Going Deeper: The more interesting statistic is that about 80% of churches reported attendance growth. That means roughly 20% of churches have seen even more decline since the worst of Covid. There are a number of churches that are still struggling to right the ship.
Data Point 2: ONLINE SERVICE VIEWS ARE DOWN 11%
In Context: As people began attending physical worship gatherings again, they stopped watching the livestream. For this reason, the inverse correlation makes sense. However, current members are not the only ones watching the livestream. Potential first-time guests are also a key audience.
Going Deeper: The new front door to the church is your online presence, especially your livestream. Investments there will pay huge dividends. The survey confirmed this theory, showing that growing churches had a higher percentage of people engaging with online services (2 views for every 5 people attending physical gatherings, on average).
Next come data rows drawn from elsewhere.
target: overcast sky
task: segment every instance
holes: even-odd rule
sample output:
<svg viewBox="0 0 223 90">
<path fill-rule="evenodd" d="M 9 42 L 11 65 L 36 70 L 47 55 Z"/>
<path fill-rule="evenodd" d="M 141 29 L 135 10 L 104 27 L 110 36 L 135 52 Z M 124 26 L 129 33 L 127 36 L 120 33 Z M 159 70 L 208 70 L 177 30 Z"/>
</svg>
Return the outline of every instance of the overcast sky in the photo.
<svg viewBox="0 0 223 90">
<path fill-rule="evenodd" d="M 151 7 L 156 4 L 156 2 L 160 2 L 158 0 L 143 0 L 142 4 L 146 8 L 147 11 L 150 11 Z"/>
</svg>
Data Point 3: DECISIONS TO FOLLOW JESUS ARE UP 9%
In Context: Among their survey group, churches averaged 13.8 decisions to follow Jesus per 100 attendees within the last year. Even though we seem to be entering largely post-Christian environment, it is encouraging to see that Christians are still taking the Great Commission seriously and that people are still open to the Gospel.
Going Deeper: Declining churches reported fewer people making decisions to follow Jesus or getting baptized. This will be one of the most important areas to address in church revitalization efforts.
Data Point 4: GROUP ENGAGEMENT AND VOLUNTEERISM HAS DECLINED
In Context: About 51% of people in the churches surveyed participated in a group, which is down from 55% last year. Similarly, only 36% of people are serving now, which is down from pre-pandemic levels of almost 50%.
Going Deeper: Finding a way to get people connected and serving is more important than ever, but it is also more difficult than ever. The survey showed that growing churches have 30% more volunteer leaders and have more people connected to groups. Engagement level is one of the most important metrics you can track and work to improve.
Data Point 5: ANNUAL GENERAL FUND GIVING IS UP
In Context: Giving was up 5.4% over last year among churches surveyed. Cash reserves are high (five months on average), and debt load is low (0.8 x total annual giving).
Going Deeper: It is good to have low debt and high cash reserves. However, did you know that growing churches tend to have more debt, on average, than declining churches? Taking on debt is clearly not what causes growth, but having a larger vision that requires investment for the future does correlate with growth. By contrast, plateaued and declining churches often amass and protect resources rather than deploy them.
These are just a few of many interesting data points in the report, which you can find at theunstuckgroup.com. If nothing else, this report proves we are not alone, and we are all experiencing the same ups and downs of ministry!
What did you find most interesting or helpful in the report? Does it reflect the reality you are experiencing?